Ingredients

6

small bright-red apples (such as Rome Beauty or Red Rome), 2 1/2 inches in diameter

Lemon juice or lemon-lime soda pop

Wire racks

Waxed paper

Spray varnish, if desired

6

cinnamon sticks, 10 inches long

Florist wire

Straw wreath, 10 inches in diameter

2

yards 3/4-inch ribbon

Hot-glue gun with glue sticks

5

cinnamon sticks, 3 1/2 inches long

Fresh bay leaves or silk leaves

Wire hanger, if desired

Preparation

Heat oven to 200°. Cut apples lengthwise from stem end through core into 1/4-inch slices.

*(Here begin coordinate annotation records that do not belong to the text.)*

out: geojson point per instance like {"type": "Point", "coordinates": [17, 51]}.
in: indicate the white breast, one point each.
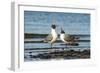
{"type": "Point", "coordinates": [54, 35]}
{"type": "Point", "coordinates": [62, 36]}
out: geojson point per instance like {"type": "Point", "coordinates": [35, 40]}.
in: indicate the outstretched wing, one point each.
{"type": "Point", "coordinates": [69, 38]}
{"type": "Point", "coordinates": [48, 38]}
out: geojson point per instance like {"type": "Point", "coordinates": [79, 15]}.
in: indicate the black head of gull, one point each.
{"type": "Point", "coordinates": [53, 26]}
{"type": "Point", "coordinates": [62, 31]}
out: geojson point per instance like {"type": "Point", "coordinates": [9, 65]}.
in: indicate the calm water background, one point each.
{"type": "Point", "coordinates": [40, 23]}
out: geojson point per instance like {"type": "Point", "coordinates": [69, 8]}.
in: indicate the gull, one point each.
{"type": "Point", "coordinates": [68, 39]}
{"type": "Point", "coordinates": [51, 38]}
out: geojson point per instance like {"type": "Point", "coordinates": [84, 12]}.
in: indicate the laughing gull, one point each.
{"type": "Point", "coordinates": [51, 38]}
{"type": "Point", "coordinates": [68, 39]}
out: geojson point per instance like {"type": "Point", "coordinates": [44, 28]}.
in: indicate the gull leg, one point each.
{"type": "Point", "coordinates": [51, 45]}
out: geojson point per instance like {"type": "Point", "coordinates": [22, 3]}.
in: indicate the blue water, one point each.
{"type": "Point", "coordinates": [40, 23]}
{"type": "Point", "coordinates": [73, 23]}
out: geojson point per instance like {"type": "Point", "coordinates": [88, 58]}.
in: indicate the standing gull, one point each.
{"type": "Point", "coordinates": [68, 39]}
{"type": "Point", "coordinates": [51, 38]}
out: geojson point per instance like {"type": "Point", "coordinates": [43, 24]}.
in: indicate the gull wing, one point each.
{"type": "Point", "coordinates": [48, 38]}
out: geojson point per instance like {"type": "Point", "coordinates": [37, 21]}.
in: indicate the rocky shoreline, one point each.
{"type": "Point", "coordinates": [67, 54]}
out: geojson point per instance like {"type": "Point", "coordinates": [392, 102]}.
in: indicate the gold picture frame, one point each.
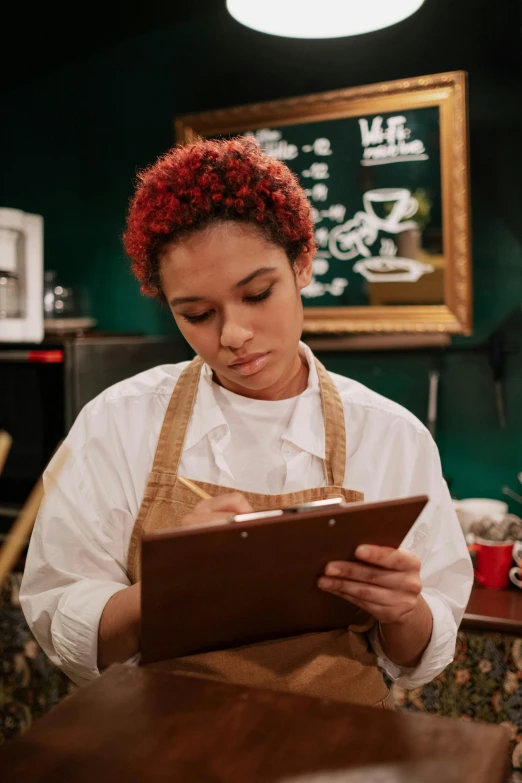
{"type": "Point", "coordinates": [448, 92]}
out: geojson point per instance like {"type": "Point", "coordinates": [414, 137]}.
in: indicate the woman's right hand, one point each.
{"type": "Point", "coordinates": [218, 509]}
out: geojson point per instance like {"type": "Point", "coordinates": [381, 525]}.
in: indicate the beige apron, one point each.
{"type": "Point", "coordinates": [337, 665]}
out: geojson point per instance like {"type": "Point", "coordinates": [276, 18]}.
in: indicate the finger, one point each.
{"type": "Point", "coordinates": [386, 557]}
{"type": "Point", "coordinates": [380, 596]}
{"type": "Point", "coordinates": [407, 581]}
{"type": "Point", "coordinates": [383, 614]}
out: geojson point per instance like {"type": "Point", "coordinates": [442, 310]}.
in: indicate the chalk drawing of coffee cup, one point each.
{"type": "Point", "coordinates": [402, 204]}
{"type": "Point", "coordinates": [350, 240]}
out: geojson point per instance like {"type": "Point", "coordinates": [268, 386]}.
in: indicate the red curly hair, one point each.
{"type": "Point", "coordinates": [190, 187]}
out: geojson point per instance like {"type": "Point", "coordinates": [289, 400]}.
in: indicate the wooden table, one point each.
{"type": "Point", "coordinates": [150, 726]}
{"type": "Point", "coordinates": [494, 610]}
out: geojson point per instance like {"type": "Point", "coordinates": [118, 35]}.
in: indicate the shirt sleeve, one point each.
{"type": "Point", "coordinates": [446, 570]}
{"type": "Point", "coordinates": [77, 555]}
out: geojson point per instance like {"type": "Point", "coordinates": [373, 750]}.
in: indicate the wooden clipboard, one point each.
{"type": "Point", "coordinates": [226, 585]}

Dip apples into lemon juice to prevent browning; place on wire racks. Carefully place wire racks on oven rack. Bake 3 1/2 hours. Turn off oven; leave apples in oven 8 hours or overnight.

Place dried apples on waxed paper. Coat each side with 2 light coats of spray varnish, following manufacturer’s directions.

Tie 10-inch cinnamon sticks together with florist wire. Attach to front of wreath with 6 inches of the ribbon. Glue dried apple slices and 3 1/2-inch cinnamon sticks to front and side of wreath, using glue gun. Attach leaves to ribbon on 10-inch cinnamon sticks. Make a bow with remaining ribbon, and attach to wreath. Attach wire hanger.